Nao hieß der Nachfolger von Blu, Pride Club und Part III. 100 000 Euro hatte das Betreiberteam in den Umbau investiert. Nach nicht einmal vier Monaten musste die Großraum-Diskothek kürzlich wieder schließen. „Der Pachtvertrag der Gesellschaft, die das Nao betreibt, besteht nicht mehr. Auch für uns, die Clubmanager, die wir nur für die Betreibergesellschaft gearbeitet, das Nao ins Leben gerufen, umgebaut, geführt und viel Herzblut gegeben haben, kam das sehr überraschend“, liest man auf der Facebook-Seite der Disco. Man habe keine Einigung mit dem Eigentümer der Immobilie erzielen können. „Das stimmt so nicht“, klärt Peter Frech auf. Der Jailhouse-Wirt hat die Blu Gastro GmbH, die das Nao geführt hat, 2015 an den neuen Betreiber verkauft. Der Mietvertrag lief formal aber noch auf Frech. Der stellt klar: „Die Miete wurde nicht mehr bezahlt, deshalb kam die fristlose Kündigung.“ Der Geschäftsführer der Blu Gastro GmbH war für eine Auskunft nicht zu erreichen.

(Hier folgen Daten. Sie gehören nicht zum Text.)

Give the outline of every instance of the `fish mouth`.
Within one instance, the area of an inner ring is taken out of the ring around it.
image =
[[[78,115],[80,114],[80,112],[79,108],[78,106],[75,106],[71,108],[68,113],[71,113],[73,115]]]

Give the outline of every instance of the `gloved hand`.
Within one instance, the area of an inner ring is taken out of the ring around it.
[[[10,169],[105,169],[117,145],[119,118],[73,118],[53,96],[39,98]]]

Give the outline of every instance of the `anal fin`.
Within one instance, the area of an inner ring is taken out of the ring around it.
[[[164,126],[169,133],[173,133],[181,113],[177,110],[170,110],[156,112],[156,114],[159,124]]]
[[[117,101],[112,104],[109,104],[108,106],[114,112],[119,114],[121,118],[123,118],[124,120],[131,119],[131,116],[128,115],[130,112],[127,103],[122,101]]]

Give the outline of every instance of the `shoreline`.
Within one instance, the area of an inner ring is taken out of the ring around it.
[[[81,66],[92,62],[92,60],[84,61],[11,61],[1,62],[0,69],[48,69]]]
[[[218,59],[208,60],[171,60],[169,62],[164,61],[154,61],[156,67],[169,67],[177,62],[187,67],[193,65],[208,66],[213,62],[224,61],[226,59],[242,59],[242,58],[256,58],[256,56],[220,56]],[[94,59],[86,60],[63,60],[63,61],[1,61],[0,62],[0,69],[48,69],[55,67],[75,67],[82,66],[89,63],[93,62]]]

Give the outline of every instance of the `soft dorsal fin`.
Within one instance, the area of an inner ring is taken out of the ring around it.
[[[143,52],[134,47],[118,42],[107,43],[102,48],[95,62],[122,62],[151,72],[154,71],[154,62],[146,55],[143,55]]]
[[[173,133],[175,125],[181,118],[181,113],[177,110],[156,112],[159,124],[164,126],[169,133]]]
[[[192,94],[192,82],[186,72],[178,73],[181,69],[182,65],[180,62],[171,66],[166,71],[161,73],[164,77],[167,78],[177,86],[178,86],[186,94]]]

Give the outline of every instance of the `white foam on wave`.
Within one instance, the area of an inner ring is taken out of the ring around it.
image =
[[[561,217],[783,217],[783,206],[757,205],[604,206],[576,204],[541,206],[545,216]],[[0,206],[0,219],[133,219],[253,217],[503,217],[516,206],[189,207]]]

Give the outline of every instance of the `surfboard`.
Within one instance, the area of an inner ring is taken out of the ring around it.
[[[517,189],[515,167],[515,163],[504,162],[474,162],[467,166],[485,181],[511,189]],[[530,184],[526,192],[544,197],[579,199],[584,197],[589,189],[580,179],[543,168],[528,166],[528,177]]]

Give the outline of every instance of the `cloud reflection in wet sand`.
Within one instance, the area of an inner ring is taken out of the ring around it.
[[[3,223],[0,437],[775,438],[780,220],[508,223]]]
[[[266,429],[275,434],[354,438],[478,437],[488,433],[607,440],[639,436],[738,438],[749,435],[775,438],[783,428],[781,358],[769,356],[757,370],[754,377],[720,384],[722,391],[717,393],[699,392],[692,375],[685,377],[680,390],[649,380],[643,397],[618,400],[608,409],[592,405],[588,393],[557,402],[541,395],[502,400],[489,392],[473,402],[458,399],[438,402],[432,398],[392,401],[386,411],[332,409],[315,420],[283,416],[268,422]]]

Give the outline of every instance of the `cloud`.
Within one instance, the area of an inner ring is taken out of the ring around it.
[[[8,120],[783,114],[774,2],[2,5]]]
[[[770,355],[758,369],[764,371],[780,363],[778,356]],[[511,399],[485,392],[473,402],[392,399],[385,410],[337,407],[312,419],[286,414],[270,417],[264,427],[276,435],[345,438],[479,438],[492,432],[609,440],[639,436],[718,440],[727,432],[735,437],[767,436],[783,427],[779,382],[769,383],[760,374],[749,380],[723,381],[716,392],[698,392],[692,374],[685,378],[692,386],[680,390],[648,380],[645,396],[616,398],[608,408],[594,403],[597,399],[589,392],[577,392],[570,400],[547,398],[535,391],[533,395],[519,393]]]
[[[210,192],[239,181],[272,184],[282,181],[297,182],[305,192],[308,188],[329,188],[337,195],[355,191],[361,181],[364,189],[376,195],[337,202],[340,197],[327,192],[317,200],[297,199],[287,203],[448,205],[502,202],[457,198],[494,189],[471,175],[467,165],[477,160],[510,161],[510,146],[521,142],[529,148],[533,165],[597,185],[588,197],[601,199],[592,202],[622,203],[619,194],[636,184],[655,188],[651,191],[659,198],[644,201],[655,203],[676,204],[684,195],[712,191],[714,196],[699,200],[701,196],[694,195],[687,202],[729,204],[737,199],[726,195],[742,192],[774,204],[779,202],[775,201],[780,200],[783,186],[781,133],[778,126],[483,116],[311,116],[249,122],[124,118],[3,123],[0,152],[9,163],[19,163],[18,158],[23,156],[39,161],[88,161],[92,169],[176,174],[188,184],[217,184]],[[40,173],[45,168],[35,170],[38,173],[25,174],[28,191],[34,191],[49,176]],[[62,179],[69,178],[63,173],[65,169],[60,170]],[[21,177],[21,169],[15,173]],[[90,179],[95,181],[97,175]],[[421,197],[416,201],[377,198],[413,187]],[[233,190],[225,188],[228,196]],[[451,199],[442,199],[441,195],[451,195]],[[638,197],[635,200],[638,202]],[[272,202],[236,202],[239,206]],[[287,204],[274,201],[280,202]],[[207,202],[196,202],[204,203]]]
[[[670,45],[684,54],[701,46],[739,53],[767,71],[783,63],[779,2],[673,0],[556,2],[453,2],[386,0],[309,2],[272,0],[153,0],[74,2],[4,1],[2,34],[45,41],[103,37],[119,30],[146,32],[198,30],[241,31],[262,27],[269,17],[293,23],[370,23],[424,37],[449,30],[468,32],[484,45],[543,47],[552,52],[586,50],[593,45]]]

Frech, der das Blu über zehn Jahre geführt hat, findet es „wahnsinnig schade, dass sowas in Tölz stirbt“.

Kneipen im Moraltpark

Direkt neben der nun leeren Großraum-Disko betreiben Kristin und Florian Haupt das für seine Burger und Fußball-Events bekannte Bistro Inkognito. Dessen Pachtvertrag wurde nun um weitere fünf Jahre verlängert. Auch mit dem Pistolero, das ebenfalls den Haupts gehört, geht es weiter. „Wir hatten eigentlich damit gerechnet, dass Schluss ist“ sagt Kristin Haupt. Als Untermieter von Frechs Jailhouse sei man abhängig gewesen von dessen zähen Verhandlungen mit dem Verpächter (wir berichteten). Nun wolle man weiter deutschlandweit bekannte DJs nach Tölz holen und ein-, zweimal im Monat U18-Veranstaltungen anbieten.

Nockhergasse 19

Noch relativ frisch im Kneipenleben ist das „Nockhergasse 19“, die kleine Bar, die der heutige Gasthaus-Wirt Tino Kellner einst bekannt machte. Der Laden wechselte immer wieder den Besitzer. Nachdem der letzte Pächter nicht mehr gezahlt hatte, übernahm Gabriella Hüsken aus der Eigentümer-Familie im Oktober 2015 selbst. Erst wollte sie mit zwei Freundinnen nur den Winter überbrücken. „Aber es hat uns so viel Spaß gemacht, dass wir jetzt dranbleiben“, sagt Hüsken. Die Bar sei ein guter Ort für den Start ins Nachtleben. Darüber hinaus könne man das 50 Menschen fassende Lokal für Geburtstagsfeiern mieten.